Q4: We believe the difference in average accepted length with the EAGLE-2 paper-reported numbers is due to EAGLE-2 reporting the metrics on a different set of data. For example, Alpaca in EAGLE-2 evaluation is not covered by Spec-Bench. We refer you to the latest Spec-Bench leaderboard page (https://github.com/hemingkx/Spec-Bench/blob/main/Leaderboard.md), where you can see EAGLE-2 results on RTX-3090 GPU. Our reported average accepted length (4.34) is nearly identical to the Spec-Bench team reported (4.36).

We hope these answers could address your concerns!

评论- Response to Authors

2024-11-22

Thanks for your clarification and swiftly update. I will increase my overall rating to 8.

2024-11-22

Thanks again for your positive feedback and for increasing the overall rating! We appreciate your efforts in reviewing this paper to help put it in better shape.

评论- Discussion (Part 1)

2024-11-22

Dear Reviewer YUuo,

We are grateful for your positive recognition and continuous interest in our work. We would be happy to address your concerns as below.

(W1) Competition between Medusa and Medusa+ParallelSpec is not fair

As you mentioned, the improvements our method brings to Medusa with the new drafter structure and the introduction of parallel drafting may obscure the actual performance gains achieved solely through parallel drafting.

However, as Reviewer bvJa pointed out, the Medusa drafting stage could be considered a parallel decoding stage to some extent, as there is no information exchange between the different language model heads when guessing future tokens. Therefore, we think simply adding parallel drafting to Medusa can not be seen as a significant scientific contribution since the only thing needed is to parallelize the inference of multiple language model heads.

We agree that Medusa-ParallelSpec creates confusion that it still preserves the original multi-head drafter design. The difference we would like to highlight is that Medusa-ParallelSpec is trained only with Medusa loss, i.e. token-level classification loss over the vocabulary, while EAGLE-ParallelSpec is trained with EAGLE-specific feature-level regression loss together with classification loss. We will have another name on Medusa-ParallelSpec in the next version to avoid such confusion.
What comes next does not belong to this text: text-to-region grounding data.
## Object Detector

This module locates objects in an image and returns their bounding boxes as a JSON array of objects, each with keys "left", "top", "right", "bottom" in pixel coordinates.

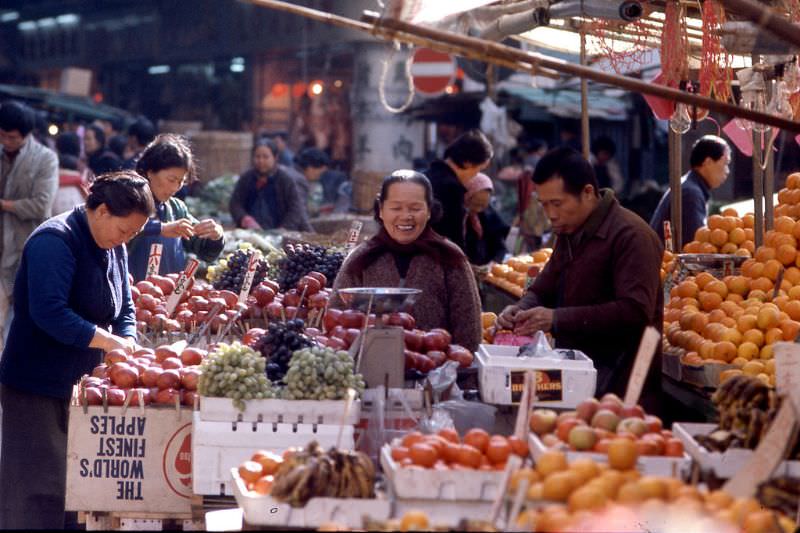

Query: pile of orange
[
  {"left": 389, "top": 428, "right": 529, "bottom": 471},
  {"left": 237, "top": 449, "right": 284, "bottom": 495},
  {"left": 661, "top": 250, "right": 676, "bottom": 283},
  {"left": 481, "top": 312, "right": 497, "bottom": 343},
  {"left": 515, "top": 447, "right": 795, "bottom": 533},
  {"left": 663, "top": 214, "right": 800, "bottom": 386},
  {"left": 774, "top": 172, "right": 800, "bottom": 219},
  {"left": 681, "top": 209, "right": 756, "bottom": 257},
  {"left": 486, "top": 249, "right": 552, "bottom": 298}
]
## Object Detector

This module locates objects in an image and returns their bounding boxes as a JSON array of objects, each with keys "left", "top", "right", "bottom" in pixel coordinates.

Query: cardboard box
[{"left": 66, "top": 404, "right": 194, "bottom": 515}]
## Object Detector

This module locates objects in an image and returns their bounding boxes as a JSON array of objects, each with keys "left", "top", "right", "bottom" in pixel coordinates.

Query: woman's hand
[
  {"left": 162, "top": 218, "right": 195, "bottom": 239},
  {"left": 240, "top": 215, "right": 262, "bottom": 230},
  {"left": 90, "top": 328, "right": 137, "bottom": 353},
  {"left": 194, "top": 219, "right": 223, "bottom": 240}
]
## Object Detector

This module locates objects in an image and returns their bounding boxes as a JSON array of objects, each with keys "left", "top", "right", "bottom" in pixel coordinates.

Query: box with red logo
[{"left": 65, "top": 397, "right": 194, "bottom": 515}]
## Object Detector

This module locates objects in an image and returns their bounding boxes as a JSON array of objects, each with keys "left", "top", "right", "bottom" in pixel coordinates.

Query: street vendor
[
  {"left": 230, "top": 138, "right": 312, "bottom": 232},
  {"left": 0, "top": 172, "right": 155, "bottom": 529},
  {"left": 333, "top": 170, "right": 482, "bottom": 352},
  {"left": 127, "top": 134, "right": 225, "bottom": 281},
  {"left": 649, "top": 135, "right": 731, "bottom": 244},
  {"left": 496, "top": 148, "right": 664, "bottom": 407}
]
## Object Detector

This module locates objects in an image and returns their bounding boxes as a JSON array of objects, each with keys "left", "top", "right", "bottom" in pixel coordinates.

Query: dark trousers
[{"left": 0, "top": 384, "right": 70, "bottom": 529}]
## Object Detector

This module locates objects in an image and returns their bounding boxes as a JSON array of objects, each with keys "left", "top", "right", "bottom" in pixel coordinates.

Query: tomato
[
  {"left": 486, "top": 436, "right": 512, "bottom": 464},
  {"left": 442, "top": 441, "right": 461, "bottom": 464},
  {"left": 635, "top": 439, "right": 658, "bottom": 456},
  {"left": 391, "top": 446, "right": 410, "bottom": 462},
  {"left": 437, "top": 428, "right": 460, "bottom": 444},
  {"left": 457, "top": 444, "right": 483, "bottom": 469},
  {"left": 238, "top": 461, "right": 264, "bottom": 483},
  {"left": 253, "top": 475, "right": 274, "bottom": 495},
  {"left": 251, "top": 450, "right": 283, "bottom": 476},
  {"left": 409, "top": 443, "right": 438, "bottom": 468},
  {"left": 401, "top": 431, "right": 425, "bottom": 449},
  {"left": 593, "top": 438, "right": 612, "bottom": 454},
  {"left": 463, "top": 428, "right": 490, "bottom": 454}
]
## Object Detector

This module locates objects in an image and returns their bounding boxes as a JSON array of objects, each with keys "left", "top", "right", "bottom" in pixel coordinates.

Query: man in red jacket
[{"left": 497, "top": 147, "right": 664, "bottom": 409}]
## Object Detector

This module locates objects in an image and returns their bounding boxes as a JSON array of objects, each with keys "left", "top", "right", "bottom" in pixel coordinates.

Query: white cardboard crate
[
  {"left": 198, "top": 396, "right": 361, "bottom": 425},
  {"left": 392, "top": 499, "right": 496, "bottom": 528},
  {"left": 192, "top": 412, "right": 355, "bottom": 495},
  {"left": 673, "top": 422, "right": 800, "bottom": 479},
  {"left": 476, "top": 344, "right": 596, "bottom": 409},
  {"left": 529, "top": 432, "right": 690, "bottom": 477},
  {"left": 230, "top": 468, "right": 390, "bottom": 527},
  {"left": 380, "top": 445, "right": 503, "bottom": 500}
]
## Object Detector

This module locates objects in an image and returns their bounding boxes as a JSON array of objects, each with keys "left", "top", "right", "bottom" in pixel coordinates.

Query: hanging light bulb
[
  {"left": 669, "top": 103, "right": 691, "bottom": 134},
  {"left": 770, "top": 81, "right": 794, "bottom": 120}
]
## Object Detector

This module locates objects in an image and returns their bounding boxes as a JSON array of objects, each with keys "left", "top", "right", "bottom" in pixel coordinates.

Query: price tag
[
  {"left": 623, "top": 326, "right": 660, "bottom": 406},
  {"left": 723, "top": 259, "right": 734, "bottom": 277},
  {"left": 237, "top": 251, "right": 260, "bottom": 305},
  {"left": 165, "top": 258, "right": 199, "bottom": 316},
  {"left": 146, "top": 243, "right": 163, "bottom": 278},
  {"left": 345, "top": 220, "right": 363, "bottom": 255},
  {"left": 663, "top": 221, "right": 673, "bottom": 254},
  {"left": 723, "top": 401, "right": 798, "bottom": 498}
]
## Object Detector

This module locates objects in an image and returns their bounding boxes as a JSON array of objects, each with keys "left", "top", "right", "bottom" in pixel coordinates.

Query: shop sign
[{"left": 410, "top": 48, "right": 456, "bottom": 96}]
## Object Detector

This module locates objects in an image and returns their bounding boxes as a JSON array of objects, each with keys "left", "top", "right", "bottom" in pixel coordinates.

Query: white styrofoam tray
[
  {"left": 380, "top": 445, "right": 503, "bottom": 501},
  {"left": 192, "top": 413, "right": 355, "bottom": 496},
  {"left": 476, "top": 344, "right": 597, "bottom": 409},
  {"left": 392, "top": 499, "right": 497, "bottom": 528},
  {"left": 673, "top": 422, "right": 800, "bottom": 479},
  {"left": 230, "top": 468, "right": 390, "bottom": 527},
  {"left": 199, "top": 396, "right": 361, "bottom": 424},
  {"left": 529, "top": 432, "right": 690, "bottom": 477}
]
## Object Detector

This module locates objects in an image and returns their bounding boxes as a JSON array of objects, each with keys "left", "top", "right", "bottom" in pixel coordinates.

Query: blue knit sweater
[{"left": 0, "top": 206, "right": 137, "bottom": 399}]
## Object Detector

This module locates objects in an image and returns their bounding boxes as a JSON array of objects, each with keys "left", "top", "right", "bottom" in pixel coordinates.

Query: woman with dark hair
[
  {"left": 127, "top": 134, "right": 224, "bottom": 281},
  {"left": 229, "top": 138, "right": 311, "bottom": 231},
  {"left": 333, "top": 170, "right": 482, "bottom": 351},
  {"left": 0, "top": 171, "right": 155, "bottom": 529},
  {"left": 84, "top": 123, "right": 121, "bottom": 177}
]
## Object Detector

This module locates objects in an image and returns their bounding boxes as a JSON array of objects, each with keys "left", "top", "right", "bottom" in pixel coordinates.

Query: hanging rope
[
  {"left": 661, "top": 1, "right": 689, "bottom": 88},
  {"left": 378, "top": 41, "right": 416, "bottom": 114},
  {"left": 699, "top": 0, "right": 733, "bottom": 103},
  {"left": 586, "top": 18, "right": 660, "bottom": 75}
]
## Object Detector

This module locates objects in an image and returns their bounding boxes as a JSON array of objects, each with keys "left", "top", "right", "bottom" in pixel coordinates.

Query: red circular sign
[{"left": 411, "top": 48, "right": 456, "bottom": 96}]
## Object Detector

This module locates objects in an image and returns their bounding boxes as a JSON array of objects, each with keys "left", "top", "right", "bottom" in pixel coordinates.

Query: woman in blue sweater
[
  {"left": 0, "top": 172, "right": 155, "bottom": 529},
  {"left": 127, "top": 134, "right": 224, "bottom": 281}
]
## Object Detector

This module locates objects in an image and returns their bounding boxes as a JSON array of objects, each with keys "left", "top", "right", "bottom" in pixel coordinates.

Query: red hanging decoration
[
  {"left": 661, "top": 1, "right": 689, "bottom": 89},
  {"left": 586, "top": 18, "right": 660, "bottom": 75},
  {"left": 699, "top": 0, "right": 733, "bottom": 104}
]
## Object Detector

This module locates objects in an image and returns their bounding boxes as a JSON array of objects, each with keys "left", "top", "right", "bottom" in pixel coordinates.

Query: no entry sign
[{"left": 410, "top": 48, "right": 456, "bottom": 96}]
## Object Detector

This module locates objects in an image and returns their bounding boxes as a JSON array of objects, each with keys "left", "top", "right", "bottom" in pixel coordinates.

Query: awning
[
  {"left": 500, "top": 84, "right": 630, "bottom": 121},
  {"left": 0, "top": 83, "right": 132, "bottom": 122}
]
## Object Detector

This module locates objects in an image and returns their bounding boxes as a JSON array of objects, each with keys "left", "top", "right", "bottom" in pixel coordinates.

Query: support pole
[
  {"left": 753, "top": 131, "right": 765, "bottom": 247},
  {"left": 580, "top": 31, "right": 590, "bottom": 160},
  {"left": 765, "top": 136, "right": 775, "bottom": 231},
  {"left": 669, "top": 130, "right": 683, "bottom": 251}
]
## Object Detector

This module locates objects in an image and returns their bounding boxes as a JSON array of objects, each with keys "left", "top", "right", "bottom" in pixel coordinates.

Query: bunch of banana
[
  {"left": 270, "top": 440, "right": 376, "bottom": 507},
  {"left": 757, "top": 477, "right": 800, "bottom": 517}
]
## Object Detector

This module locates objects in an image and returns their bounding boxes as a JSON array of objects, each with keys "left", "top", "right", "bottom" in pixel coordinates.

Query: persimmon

(W2 & Q1) EAGLE adaptation with ParallelSpec is not detailed.

Good question! As you described, for the original EAGLE drafting, the features are autoregressively regressed with the input of last-step embedding and features from target models (i.e., target features). In the design of EAGLE-ParallelSpec, each drafting step uses only the embedding of [MASK] tokens with the target features of [MASK] tokens left empty, i.e. $\tilde{f}\_t, \ldots, \tilde{f}\_{t+K+1}=\pi\left(\left[f\_{<t}, 0, \ldots 0\right]; \left[e_{<t},\left[M A S K\_1\right], \ldots,\left[M A S K\_K\right]\right]\right)$ .
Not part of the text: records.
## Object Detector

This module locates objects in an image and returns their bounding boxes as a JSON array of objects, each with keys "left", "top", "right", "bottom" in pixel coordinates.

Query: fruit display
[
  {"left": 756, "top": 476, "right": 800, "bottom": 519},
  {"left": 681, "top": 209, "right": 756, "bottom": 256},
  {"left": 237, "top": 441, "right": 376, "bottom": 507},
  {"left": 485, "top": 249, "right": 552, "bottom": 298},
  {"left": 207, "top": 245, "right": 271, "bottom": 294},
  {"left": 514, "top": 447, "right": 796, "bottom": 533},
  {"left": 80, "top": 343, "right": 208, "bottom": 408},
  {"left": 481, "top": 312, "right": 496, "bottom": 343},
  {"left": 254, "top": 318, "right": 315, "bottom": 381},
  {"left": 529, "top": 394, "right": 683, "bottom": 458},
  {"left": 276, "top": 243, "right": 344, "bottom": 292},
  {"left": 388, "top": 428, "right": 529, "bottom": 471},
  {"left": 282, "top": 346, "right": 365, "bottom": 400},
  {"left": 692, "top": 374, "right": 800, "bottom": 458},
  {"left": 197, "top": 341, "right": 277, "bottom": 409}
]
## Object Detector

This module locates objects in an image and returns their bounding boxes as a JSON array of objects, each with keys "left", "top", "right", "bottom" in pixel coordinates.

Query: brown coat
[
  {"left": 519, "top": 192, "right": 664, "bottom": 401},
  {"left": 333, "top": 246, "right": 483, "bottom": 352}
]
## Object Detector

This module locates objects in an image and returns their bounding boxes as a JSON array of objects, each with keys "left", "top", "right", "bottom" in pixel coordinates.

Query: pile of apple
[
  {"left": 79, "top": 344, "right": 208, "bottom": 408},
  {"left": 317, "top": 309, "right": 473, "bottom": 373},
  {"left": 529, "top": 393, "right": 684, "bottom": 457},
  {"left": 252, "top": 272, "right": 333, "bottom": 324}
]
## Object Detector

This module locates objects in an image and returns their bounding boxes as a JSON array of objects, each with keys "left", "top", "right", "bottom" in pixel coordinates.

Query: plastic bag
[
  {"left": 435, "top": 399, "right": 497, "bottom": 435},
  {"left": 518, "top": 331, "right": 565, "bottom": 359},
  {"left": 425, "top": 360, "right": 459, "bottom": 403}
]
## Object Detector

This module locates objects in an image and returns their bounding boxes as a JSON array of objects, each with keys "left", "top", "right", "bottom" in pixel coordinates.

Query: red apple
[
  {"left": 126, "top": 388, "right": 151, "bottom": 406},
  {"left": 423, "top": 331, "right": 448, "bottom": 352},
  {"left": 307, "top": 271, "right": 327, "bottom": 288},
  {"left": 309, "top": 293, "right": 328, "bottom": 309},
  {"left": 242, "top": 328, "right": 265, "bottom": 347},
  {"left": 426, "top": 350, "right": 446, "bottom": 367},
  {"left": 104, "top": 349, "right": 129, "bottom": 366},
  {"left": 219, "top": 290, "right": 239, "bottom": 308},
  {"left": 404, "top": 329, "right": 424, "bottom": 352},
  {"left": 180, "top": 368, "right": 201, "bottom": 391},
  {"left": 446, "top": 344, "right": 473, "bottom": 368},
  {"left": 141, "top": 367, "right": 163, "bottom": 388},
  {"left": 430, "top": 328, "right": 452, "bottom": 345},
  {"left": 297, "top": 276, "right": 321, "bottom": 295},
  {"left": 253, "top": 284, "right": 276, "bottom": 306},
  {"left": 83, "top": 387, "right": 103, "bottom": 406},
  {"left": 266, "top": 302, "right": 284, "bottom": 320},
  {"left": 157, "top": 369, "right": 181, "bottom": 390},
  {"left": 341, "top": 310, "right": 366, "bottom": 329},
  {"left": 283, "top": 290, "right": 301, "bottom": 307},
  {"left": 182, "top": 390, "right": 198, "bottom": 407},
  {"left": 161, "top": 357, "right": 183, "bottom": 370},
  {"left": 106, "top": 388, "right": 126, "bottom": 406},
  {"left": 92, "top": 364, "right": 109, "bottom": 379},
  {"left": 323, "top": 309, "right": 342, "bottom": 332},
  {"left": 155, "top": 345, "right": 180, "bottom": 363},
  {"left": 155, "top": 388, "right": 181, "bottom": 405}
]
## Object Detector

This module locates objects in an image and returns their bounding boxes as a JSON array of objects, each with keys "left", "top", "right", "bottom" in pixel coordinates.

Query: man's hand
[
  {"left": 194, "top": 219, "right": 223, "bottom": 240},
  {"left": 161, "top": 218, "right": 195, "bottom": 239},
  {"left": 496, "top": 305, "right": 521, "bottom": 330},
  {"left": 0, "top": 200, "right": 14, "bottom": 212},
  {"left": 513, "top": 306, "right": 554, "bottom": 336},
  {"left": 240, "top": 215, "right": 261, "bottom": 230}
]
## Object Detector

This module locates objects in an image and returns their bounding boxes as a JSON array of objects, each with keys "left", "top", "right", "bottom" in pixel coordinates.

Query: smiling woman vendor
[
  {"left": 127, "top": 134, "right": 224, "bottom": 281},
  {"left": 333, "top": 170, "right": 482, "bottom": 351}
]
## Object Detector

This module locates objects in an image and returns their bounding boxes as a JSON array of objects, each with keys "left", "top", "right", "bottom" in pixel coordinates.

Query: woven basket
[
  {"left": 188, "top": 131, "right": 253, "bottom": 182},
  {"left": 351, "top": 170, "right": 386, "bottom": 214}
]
The reason behind that is these introduced [MASK] tokens are not in the original vocabulary of the target models; therefore, there is no way to produce meaningful target features for these [MASK] tokens. We only use the trainable embeddings of [MASK] as a signal for the drafter to predict tokens at different future time steps.

We apologize for not describing the inference-time adaptation in the paper, and we think this is crucial for readers to understand EAGLE-Parallel.

(Q2) Inconsistent baseline results with Spec-Bench.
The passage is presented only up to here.